CDHPs are high-deductible plans offered in combination with an account that enrollees can access to offset the deductible expense. Premiums are generally lower than in traditional plans because enrollees must meet the higher deductibles before traditional medical and pharmacy coverage begins. CDHPs have the potential to help contain health care costs and engage enrollees more fully in managing their health and health care decisions, and these plans are growing in popularity among employers. There are two main types of CDHPs: health savings accounts (HSAs) and health reimbursement accounts (HRAs).

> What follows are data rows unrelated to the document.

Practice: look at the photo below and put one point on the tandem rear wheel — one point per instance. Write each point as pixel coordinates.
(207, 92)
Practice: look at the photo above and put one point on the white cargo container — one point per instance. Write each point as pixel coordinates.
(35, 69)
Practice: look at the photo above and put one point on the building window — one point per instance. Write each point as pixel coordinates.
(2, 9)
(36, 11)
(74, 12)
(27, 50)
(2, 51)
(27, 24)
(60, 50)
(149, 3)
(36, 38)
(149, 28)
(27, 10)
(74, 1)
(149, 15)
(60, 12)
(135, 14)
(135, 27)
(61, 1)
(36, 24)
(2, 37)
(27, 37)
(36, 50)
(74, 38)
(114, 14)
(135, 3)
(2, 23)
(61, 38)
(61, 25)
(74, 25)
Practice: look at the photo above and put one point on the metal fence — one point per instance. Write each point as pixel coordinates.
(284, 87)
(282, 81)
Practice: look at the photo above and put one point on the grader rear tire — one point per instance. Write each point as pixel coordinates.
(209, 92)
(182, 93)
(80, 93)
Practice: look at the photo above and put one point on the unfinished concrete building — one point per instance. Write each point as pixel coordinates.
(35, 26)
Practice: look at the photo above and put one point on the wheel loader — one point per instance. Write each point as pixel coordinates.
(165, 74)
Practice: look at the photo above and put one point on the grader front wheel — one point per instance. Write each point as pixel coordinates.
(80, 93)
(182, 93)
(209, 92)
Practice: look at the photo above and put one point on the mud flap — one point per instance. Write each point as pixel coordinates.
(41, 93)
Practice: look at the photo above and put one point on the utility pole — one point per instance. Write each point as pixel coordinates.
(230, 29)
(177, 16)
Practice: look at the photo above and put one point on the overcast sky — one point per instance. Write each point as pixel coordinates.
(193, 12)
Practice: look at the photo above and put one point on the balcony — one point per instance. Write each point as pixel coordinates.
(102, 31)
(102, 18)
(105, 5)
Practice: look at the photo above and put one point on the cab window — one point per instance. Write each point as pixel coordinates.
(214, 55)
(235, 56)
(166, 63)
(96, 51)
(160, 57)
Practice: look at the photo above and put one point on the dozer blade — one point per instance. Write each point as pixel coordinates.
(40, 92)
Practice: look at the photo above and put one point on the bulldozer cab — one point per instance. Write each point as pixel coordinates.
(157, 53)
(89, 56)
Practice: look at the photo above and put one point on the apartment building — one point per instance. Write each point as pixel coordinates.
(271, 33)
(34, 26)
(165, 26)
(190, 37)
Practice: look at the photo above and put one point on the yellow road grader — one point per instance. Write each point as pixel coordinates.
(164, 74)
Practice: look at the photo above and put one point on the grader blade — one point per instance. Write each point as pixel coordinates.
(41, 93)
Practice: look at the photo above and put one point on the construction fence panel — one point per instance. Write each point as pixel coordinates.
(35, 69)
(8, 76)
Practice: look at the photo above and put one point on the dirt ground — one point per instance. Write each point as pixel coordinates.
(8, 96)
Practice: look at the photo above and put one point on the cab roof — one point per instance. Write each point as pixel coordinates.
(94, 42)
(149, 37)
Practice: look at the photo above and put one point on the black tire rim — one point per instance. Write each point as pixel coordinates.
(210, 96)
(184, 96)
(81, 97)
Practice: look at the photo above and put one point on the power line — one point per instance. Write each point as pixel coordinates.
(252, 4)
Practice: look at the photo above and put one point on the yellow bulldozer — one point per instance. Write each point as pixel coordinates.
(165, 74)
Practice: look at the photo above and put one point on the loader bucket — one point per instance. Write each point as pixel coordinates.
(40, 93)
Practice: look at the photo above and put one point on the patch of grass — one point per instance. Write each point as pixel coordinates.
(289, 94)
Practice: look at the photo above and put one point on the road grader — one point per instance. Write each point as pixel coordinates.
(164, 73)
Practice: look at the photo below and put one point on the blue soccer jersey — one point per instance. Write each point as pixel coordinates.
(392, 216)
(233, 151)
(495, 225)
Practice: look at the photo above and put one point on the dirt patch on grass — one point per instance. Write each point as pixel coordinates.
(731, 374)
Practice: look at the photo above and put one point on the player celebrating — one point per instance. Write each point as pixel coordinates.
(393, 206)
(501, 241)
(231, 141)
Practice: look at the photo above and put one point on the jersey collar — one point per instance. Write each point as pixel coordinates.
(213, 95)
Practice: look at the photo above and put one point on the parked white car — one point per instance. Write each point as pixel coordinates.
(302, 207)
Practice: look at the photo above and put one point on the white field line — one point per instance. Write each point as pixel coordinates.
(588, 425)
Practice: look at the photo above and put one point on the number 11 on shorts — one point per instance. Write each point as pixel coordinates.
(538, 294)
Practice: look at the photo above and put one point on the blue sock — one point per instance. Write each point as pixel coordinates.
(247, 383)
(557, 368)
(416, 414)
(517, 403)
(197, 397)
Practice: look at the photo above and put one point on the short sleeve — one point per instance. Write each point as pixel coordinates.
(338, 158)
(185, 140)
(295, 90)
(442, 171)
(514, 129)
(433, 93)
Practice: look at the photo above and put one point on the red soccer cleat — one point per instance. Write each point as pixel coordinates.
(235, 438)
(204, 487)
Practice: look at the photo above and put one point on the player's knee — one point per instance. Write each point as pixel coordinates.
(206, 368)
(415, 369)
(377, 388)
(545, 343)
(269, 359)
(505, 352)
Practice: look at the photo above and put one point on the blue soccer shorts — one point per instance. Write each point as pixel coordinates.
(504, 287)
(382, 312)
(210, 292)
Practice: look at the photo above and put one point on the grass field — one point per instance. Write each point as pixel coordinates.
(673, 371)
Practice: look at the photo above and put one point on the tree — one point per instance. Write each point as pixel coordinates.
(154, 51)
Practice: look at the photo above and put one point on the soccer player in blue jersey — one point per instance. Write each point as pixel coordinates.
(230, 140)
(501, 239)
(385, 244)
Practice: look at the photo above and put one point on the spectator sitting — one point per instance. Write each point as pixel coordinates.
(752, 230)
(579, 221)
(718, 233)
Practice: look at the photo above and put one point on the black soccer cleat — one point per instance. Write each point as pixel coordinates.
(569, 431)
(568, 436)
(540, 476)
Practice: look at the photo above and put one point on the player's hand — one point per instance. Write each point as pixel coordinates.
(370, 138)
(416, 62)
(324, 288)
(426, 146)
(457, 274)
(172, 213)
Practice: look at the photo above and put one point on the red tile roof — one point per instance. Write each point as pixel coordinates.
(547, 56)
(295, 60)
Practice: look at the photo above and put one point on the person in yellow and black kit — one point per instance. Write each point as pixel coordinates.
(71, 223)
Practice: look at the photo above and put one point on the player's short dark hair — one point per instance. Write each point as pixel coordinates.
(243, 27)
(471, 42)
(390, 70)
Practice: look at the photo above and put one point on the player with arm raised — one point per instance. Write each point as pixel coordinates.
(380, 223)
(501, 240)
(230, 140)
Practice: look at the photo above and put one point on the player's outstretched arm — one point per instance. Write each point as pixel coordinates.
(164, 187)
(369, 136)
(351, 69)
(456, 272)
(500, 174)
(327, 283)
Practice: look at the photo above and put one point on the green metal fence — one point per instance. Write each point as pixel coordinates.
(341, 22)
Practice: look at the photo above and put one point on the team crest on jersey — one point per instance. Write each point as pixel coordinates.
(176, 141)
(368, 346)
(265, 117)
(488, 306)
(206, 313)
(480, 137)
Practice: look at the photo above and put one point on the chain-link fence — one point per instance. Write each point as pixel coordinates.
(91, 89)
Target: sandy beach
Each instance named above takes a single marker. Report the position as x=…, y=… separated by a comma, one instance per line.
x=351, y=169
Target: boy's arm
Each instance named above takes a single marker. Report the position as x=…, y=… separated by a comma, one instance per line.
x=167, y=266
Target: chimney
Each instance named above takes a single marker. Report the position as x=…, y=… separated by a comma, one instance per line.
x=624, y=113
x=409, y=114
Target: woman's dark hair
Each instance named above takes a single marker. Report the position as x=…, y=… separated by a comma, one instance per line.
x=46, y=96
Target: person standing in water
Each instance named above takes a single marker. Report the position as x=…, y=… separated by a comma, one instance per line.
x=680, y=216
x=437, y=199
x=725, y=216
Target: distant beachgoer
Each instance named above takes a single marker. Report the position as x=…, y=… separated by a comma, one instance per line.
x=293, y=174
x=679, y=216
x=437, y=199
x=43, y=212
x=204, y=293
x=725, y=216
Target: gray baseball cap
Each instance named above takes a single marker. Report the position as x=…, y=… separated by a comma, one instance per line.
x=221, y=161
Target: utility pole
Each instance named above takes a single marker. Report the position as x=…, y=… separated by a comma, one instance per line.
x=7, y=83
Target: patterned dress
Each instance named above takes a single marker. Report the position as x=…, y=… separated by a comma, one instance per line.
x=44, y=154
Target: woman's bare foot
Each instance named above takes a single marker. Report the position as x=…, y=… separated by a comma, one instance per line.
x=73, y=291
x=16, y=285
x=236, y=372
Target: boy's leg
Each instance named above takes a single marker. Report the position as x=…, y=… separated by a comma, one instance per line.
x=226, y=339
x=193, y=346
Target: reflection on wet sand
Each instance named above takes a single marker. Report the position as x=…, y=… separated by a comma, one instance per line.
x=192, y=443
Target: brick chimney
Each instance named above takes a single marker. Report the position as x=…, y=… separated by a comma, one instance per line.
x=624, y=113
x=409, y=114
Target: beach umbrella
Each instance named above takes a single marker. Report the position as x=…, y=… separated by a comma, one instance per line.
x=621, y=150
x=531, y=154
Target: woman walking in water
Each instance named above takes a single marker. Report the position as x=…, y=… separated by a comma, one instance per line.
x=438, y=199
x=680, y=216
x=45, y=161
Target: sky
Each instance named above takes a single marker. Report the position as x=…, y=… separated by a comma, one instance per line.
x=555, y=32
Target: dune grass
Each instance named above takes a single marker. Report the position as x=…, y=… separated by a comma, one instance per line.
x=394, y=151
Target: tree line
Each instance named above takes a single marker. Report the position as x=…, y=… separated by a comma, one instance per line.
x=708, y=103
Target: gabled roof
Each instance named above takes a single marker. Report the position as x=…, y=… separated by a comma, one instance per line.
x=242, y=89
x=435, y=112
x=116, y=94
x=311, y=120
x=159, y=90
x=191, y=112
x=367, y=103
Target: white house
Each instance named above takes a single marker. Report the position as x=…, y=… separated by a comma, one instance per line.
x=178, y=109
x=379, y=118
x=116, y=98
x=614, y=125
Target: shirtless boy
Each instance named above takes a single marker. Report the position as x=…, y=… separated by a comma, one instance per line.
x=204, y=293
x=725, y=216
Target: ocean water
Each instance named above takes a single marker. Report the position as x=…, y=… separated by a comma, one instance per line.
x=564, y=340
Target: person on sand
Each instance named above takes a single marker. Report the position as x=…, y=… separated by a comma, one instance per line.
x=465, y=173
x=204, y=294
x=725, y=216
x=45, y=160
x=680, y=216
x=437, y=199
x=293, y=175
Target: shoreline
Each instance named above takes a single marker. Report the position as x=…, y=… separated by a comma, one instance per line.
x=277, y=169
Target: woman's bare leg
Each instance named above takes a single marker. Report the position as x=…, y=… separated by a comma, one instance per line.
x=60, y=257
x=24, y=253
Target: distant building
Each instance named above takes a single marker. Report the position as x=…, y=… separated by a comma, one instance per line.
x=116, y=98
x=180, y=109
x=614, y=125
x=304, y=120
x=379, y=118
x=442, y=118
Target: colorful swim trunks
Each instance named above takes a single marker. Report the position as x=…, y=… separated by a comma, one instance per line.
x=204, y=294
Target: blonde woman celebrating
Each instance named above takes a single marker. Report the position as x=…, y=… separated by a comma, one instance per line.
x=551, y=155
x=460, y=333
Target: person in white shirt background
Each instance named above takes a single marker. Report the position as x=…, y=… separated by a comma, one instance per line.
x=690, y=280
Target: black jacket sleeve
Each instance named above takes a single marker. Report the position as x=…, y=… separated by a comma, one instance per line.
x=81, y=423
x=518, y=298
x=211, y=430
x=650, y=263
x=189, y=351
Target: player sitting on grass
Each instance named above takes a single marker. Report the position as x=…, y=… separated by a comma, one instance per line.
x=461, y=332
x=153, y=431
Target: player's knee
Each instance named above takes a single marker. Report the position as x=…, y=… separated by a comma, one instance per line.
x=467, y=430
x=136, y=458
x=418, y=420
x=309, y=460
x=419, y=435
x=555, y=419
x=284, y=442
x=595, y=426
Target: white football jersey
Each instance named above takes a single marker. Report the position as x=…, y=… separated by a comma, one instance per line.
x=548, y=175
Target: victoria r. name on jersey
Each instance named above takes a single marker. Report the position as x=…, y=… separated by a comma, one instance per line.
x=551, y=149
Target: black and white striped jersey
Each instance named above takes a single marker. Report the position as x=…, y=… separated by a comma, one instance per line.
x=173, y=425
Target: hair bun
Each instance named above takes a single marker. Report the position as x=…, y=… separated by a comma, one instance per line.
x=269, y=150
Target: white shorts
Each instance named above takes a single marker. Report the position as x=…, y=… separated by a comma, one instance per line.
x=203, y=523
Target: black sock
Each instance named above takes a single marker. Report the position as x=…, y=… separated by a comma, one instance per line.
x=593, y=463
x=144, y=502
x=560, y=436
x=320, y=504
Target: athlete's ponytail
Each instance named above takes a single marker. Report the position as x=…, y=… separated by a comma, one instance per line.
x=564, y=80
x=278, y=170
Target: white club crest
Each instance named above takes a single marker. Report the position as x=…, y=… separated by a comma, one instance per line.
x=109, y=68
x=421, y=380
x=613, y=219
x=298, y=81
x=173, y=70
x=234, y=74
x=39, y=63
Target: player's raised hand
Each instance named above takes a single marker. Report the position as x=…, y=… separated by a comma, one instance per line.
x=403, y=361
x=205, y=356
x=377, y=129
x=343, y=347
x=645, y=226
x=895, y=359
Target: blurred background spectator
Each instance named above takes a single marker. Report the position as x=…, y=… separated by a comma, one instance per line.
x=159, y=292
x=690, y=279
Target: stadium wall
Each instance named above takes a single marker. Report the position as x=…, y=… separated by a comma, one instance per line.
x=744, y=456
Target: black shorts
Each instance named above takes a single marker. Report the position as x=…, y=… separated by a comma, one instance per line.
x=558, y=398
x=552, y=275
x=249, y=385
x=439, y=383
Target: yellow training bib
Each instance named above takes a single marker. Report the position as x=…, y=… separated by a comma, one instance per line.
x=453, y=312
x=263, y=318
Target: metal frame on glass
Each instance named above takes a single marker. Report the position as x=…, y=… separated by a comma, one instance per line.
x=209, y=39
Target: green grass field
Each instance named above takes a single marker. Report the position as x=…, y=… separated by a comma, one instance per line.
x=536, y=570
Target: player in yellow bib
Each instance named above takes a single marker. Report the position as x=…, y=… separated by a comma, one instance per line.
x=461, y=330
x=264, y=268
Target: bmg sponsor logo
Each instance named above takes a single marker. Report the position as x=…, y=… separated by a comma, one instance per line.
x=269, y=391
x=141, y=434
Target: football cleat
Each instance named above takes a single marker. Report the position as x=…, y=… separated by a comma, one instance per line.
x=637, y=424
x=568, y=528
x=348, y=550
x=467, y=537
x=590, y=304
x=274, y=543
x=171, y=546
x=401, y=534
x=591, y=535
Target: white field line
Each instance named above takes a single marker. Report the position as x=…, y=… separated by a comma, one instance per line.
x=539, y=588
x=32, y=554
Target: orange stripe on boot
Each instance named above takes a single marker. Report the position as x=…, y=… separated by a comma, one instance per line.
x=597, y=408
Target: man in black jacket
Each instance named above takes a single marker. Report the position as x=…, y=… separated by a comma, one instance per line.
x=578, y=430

Chuck Reynolds, president, employer practice, The Benfield Group, who participated in the webinar, noted that it remains unclear which primary preventive medications—those that generally used to treat or prevent chronic conditions—are being covered by employers under the deductible or are being paid for by the employee. Although there are federal guidelines in place to define which medications are considered preventive, the guidelines are subject to broad interpretation. As a result of the guidelines and perceived tax risks, Reynolds noted that “employers are being advised to just choose among pharmacy benefit management (PBM) lists and to not mess with them. Some may argue that PBMs need more, not less, employer/advisor input and oversight when it comes to what gets included and excluded from drug lists.”
Employers implement CDHPs because they help to contain costs while ensuring employee pushback is not too great, according to the survey. However, some respondents noted that CDHPs could reduce treatment adherence or result in care avoidance. Some patients—particularly those with lower incomes or a high health care need—may be incurring the biggest brunt of high out-of-pocket costs associated with CDHPs, even if that result is not showing up in employers’ data.
In addition to Reynolds, webinar speakers include Benfield Consultant Laura Rudder and NPC Director of Health Services Research Kimberly Westrich.